Police departments in numerous communities, including Chicago, are working to tackle a number of brazen heists from department stores and high-end retail stores, some of which have been videotaped.

Some of the heists occurred right in the heart of Chicago’s Magnificent Mile, including the Burberry flagship store on Michigan Avenue.

In the theft, four thieves stole thousands of dollars’ worth of designer purses and other items late Monday afternoon. A 23-year-old employee and a 66-year-old shopper were slightly injured in the theft, and none of the suspects was caught before leaving the store.

Ald. Brian Hopkins of Chicago’s Second Station says the officers are working hard to identify suspects, saying that some of the people involved in the thefts are actually part of organized efforts that are essentially “taking orders” before they make their move.

“The people at the top make sizeable sums of money targeting this high-end merch, and they have jobs where they know they can sell it before they even steal it,” he said.

Chicago stores aren’t the only ones facing the challenges of mass theft.
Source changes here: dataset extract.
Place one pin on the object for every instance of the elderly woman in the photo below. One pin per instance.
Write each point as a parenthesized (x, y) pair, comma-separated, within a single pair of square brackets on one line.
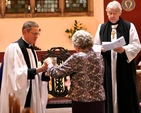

Several suburban businesses were also hit, including the Louis Vuitton store in Oakbrook Center, where 14 people stormed the store and stole items before escaping in three waiting vehicles.

Northbrook police have stepped up patrols in the area following a similar theft at a local Louis Vuitton location, and shopkeepers are also reacting, changing displays and trying to prevent thieves from accessing goods.

Hopkins says he has received complaints from Chicago retailers that inventory shrinkage is growing rapidly due to increased thefts.

“Employees also steal goods because they see how easy it is,” he said. “Businesses don’t enforce their rules and we hear stories from employees doing insider jobs.”

Hopkins says some stores are reluctant to consider options like buzzers, locks, and blinds, saying this promotes an almost militarized image, but says increased efforts are needed to control the goods.

“Most employers have told their employees to step down and not take the risk,” he said. “The problem is, thieves know that too, so they act with impunity.”

Part of the solution to this problem, Hopkins says, is to step up police patrols, and he believes these extra downtown officials have had an impact so far this Christmas season simply because they were there.

“Known looters in vehicles, we were tracking who was circling Michigan Avenue and after a while when they saw a visible, heavy police presence, they just drove away,” he said.

Chicago officials hope the stores’ extra security and measures will help keep shoppers safe over the holiday season, especially as more out-of-town visitors are coming to town due to advances in the fight against the coronavirus.